「焼き菓子の売れているパティスリーのフール・セックとドゥミ・セック」大人気店のレシピだけでなく、売り方やこだわりが詳細に!独立を目指すパティシエへの指南書です。おすすめです!

この本の内容を簡単にまとめると

  • 大人気店のオンパレード!10店もの豪華ラインナップです。
  • オリジナリティー溢れるレシピは唯一無二のものばかり。
  • 売れるための工夫やこだわりを詳細に伝えてくれています。ここまで伝えてしまっていいのか!
  • これから独立を考えている方は必読!そうでない方もこの本を読んだらますますお店のファンになりますよ。

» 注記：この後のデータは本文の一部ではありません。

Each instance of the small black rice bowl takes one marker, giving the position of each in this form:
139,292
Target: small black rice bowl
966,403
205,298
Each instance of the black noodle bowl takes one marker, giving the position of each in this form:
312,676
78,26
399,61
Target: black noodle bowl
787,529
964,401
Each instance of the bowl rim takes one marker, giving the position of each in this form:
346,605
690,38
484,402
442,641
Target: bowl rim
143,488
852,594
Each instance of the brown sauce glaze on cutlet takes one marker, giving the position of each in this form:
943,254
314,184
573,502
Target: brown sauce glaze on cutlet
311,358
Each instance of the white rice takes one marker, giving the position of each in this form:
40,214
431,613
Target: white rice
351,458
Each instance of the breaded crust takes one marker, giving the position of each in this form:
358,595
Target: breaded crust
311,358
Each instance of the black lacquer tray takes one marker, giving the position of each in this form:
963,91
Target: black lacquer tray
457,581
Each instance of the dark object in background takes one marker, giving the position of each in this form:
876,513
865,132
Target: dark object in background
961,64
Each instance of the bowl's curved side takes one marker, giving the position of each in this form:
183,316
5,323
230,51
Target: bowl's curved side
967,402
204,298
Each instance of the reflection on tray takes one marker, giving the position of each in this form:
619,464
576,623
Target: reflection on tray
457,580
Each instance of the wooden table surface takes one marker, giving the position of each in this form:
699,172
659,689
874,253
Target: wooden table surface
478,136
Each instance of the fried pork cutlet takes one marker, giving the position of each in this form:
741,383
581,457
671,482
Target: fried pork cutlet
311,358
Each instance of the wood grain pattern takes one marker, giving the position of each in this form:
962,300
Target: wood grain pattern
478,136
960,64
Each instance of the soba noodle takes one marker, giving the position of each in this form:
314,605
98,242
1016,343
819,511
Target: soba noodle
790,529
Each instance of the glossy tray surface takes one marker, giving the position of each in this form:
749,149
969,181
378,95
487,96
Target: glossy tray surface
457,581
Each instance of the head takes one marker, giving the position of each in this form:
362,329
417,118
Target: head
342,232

「焼き菓子の売れているパティスリーのフール・セックとドゥミ・セック」基本情報は?

焼き菓子の売れているパティスリーのフール・セックとドゥミ・セック 10店のレシピと差がつく売り方

柴田書店・編集

掲載店

リリエンベルグ…横溝春雄
ラ・ヴィエイユ・フランス…木村成克
メゾン・ド・プティフール…西野之朗
ラトリエモトゾー…藤田統三
ドゥブルベ・ボレロ…渡邊雄二
ロートンヌ…神田広達
ブロンディール…藤原和彦
パティスリー ルシェルシェ…村田義武
リョウラ…菅又亮輔
エクラデジュール パティスリー…中山洋平

2017年7月3日発売

柴田書店発行

¥2、500+税(税込¥2,700)

全151ページ

さすが柴田書店、よくここまで大人気店を揃えることができたな!と感嘆します。
各お店のフール・セック、「いわゆる一口で食べられる焼き菓子」とドゥミ・セック、マドレーヌやフィナンシェのような「しっとりとした焼き菓子」のレシピがメインですが、注目すべきは+アルファの部分。
ギフト包材や売り方のこだわり、レシピのオリジナリティーな点、さらには売り上げ比率や客単価、平均客数まで公開されています。ここまで公開してしまっていいんですか?とびっくりしますが、公開しても大丈夫、という自信と実績、オリジナリティーをお持ちなんだろうなと各シェフへの尊敬の念がますます深まりました。

レシピの特徴は?

レシピはフール・セックドゥミ・セック2つのパートに分かれています。

分量は実際に現場で仕込まれている量です。大量のものから最低量のものまで各店によって異なりますが、家庭で作るのにはやや多いです。仕込みにはほとんどスタンドミキサーや縦型ミキサーを使っています。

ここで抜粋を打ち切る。